The other women looked at her resentfully—as if she was a traitor or something because she hadn’t seen any benefit to trying to fight them!
How was that going to help her case?
Except, maybe, to encourage them to break her neck and end it for her.
And she wasn’t ready to face death … yet. She might get to the point of wishing for it, but she wasn’t there yet.
Somehow, she was going to survive this!
The thoughts had scarcely flickered through her mind when some sort of alarm went off. She located the source—the pod in the center—just as the woman who’d been taking the treatment shot through a black hole that appeared at the head of the gurney and vanished into the cold darkness of space.

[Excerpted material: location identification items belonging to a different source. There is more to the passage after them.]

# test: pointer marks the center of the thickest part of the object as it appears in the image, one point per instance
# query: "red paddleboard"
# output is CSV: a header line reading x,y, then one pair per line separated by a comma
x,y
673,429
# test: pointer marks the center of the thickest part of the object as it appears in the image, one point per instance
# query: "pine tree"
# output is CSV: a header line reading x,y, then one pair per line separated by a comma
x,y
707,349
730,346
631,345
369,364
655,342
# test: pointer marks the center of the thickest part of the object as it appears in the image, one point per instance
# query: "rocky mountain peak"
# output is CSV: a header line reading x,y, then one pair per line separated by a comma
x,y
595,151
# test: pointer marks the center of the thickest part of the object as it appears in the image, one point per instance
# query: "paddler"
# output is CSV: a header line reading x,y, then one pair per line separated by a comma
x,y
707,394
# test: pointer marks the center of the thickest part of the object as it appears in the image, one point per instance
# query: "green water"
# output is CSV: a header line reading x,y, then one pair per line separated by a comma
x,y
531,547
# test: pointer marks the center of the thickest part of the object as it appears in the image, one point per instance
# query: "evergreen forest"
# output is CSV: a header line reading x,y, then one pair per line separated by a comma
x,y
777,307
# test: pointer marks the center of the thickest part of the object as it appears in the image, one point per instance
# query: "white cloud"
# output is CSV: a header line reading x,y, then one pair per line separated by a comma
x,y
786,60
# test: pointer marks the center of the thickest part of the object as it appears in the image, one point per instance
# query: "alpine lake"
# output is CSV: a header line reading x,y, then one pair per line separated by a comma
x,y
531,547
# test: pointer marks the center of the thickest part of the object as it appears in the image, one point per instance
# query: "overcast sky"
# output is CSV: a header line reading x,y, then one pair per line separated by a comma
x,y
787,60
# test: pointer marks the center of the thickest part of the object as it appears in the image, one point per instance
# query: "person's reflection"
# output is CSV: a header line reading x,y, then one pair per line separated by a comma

When the portal closed and the bubble vanished, the alarm went silent.
You could’ve heard a pin drop in the room.
Everyone—except the aliens, of course—was staring at the spot where the woman had been.
“Is she … you think she’s … dead?” one of the women in Tilly’s group whispered hoarsely.
Tilly thought it was the dumbass that had made the previous totally illogical observation that had nearly gotten her in a fight. She decided not to snap the moron’s head off.
Naw! They shot her toward deep space in an air bubble! She’ll be fine.
“Meth-head,” one of the other women whispered.
“She looked diseased,” one of the others muttered.
“Probably was. It isn’t unheard of for drug addicts to sell their bodies for drug money.”
Contamination, Tilly thought abruptly. She’d been ejected because she had ‘bugs’, posed a threat. Undoubtedly the scanner was programmed to detect potential deadly contaminates and immediately remove them.
By the time the aliens had finished the processing, they’d reduced their number of captives by three more and the one’s they kept to absolute mindless terror.
Despite that, or possibly because of it, the women began to babble terrified questions as soon as the aliens rounded them up to herd them out of the processing room again.
“What are you going to do with us?”
“Where are you taking us?”
“What are you going to do now?”
“I want to go home!”
“I have children!”
The aliens surrounded them and herded them into a tight group.
“Are toys, now, sex. Sell at slave market. Train now be good f-ck slave.”
It was the ‘commanding’ one who spoke.
They had to ‘sedate’ three quarters of the women.
Tilly didn’t have to be sedated because she was so near to fainting she wasn’t really able to protest or struggle.
She was shoved into a box-like room barely big enough for the bed and torture device it held.